LONDON (Reuters) - Guard Capital, a macro hedge fund led by two former top traders at Goldman Sachs and Noble Group will stop taking money from new investors from July 1 after a more than ten-fold increase in assets since its launch last August, sources said.
The Hong-Kong based hedge fund, launched by Leland Lim, the former co-head of macro trading for Asia Pacific ex-Japan at Goldman, and Allan Bedwick, who was the head of macro trading in Asia for Noble Group, focuses on major economic trends and bets on currency and interest rate markets.

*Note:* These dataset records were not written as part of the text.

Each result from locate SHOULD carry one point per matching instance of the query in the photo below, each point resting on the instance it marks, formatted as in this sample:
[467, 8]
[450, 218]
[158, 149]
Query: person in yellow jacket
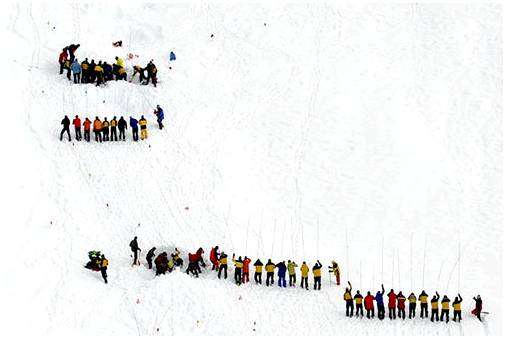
[105, 130]
[304, 273]
[238, 269]
[103, 267]
[334, 269]
[457, 309]
[412, 305]
[269, 268]
[349, 300]
[423, 298]
[121, 74]
[291, 272]
[434, 304]
[358, 304]
[114, 133]
[144, 127]
[223, 265]
[258, 271]
[445, 308]
[317, 274]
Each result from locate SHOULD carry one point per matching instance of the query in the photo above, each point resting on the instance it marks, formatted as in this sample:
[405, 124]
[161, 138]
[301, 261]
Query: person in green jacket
[291, 272]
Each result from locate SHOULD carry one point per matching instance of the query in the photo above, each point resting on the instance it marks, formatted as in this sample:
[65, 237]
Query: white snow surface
[370, 134]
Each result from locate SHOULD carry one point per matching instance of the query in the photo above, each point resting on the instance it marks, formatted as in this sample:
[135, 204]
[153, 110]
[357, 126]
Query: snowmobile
[94, 263]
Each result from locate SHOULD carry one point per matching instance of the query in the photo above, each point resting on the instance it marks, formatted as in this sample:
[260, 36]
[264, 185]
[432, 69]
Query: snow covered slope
[368, 134]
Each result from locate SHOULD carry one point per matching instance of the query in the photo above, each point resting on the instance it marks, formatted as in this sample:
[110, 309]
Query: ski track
[264, 147]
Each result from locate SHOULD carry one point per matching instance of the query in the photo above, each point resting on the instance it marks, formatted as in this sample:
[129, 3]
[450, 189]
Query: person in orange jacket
[97, 129]
[77, 127]
[245, 269]
[87, 127]
[369, 305]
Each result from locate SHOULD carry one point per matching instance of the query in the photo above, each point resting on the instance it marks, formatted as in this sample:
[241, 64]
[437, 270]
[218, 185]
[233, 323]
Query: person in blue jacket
[159, 116]
[379, 303]
[135, 128]
[281, 274]
[75, 67]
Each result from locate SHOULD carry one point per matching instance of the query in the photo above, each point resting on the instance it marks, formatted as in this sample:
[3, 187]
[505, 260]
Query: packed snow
[368, 134]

Its assets have risen close to $500 million, up from less than $50 million in August, the sources said, making it one of the fastest growing hedge fund launches in Asia.
The fund will continue to take money from existing investors but will not accept cash from new ones at least until the end of the year, a practice known as “soft close” in the industry.
Guard Capital’s spokesman, Matthew Edwards, declined to comment when contacted by Reuters.
Most hedge funds have a ceiling on the amount of money they would like to raise, to ensure that they are nimble enough to enter and exit their preferred trades and therefore protect returns.
While the highly liquid assets traded by macro funds can allow managers to run funds into the billions, Guard Capital wanted to absorb what it had before taking on any new clients, sources said.
The Guard Macro Master Fund gained 10 percent in 2014 and was up about 5 percent through April this year, the sources said.
By comparison, global peers as measured by Eurekahedge gained returned 3.7 percent last year and were up 2.8 percent through end of April this year.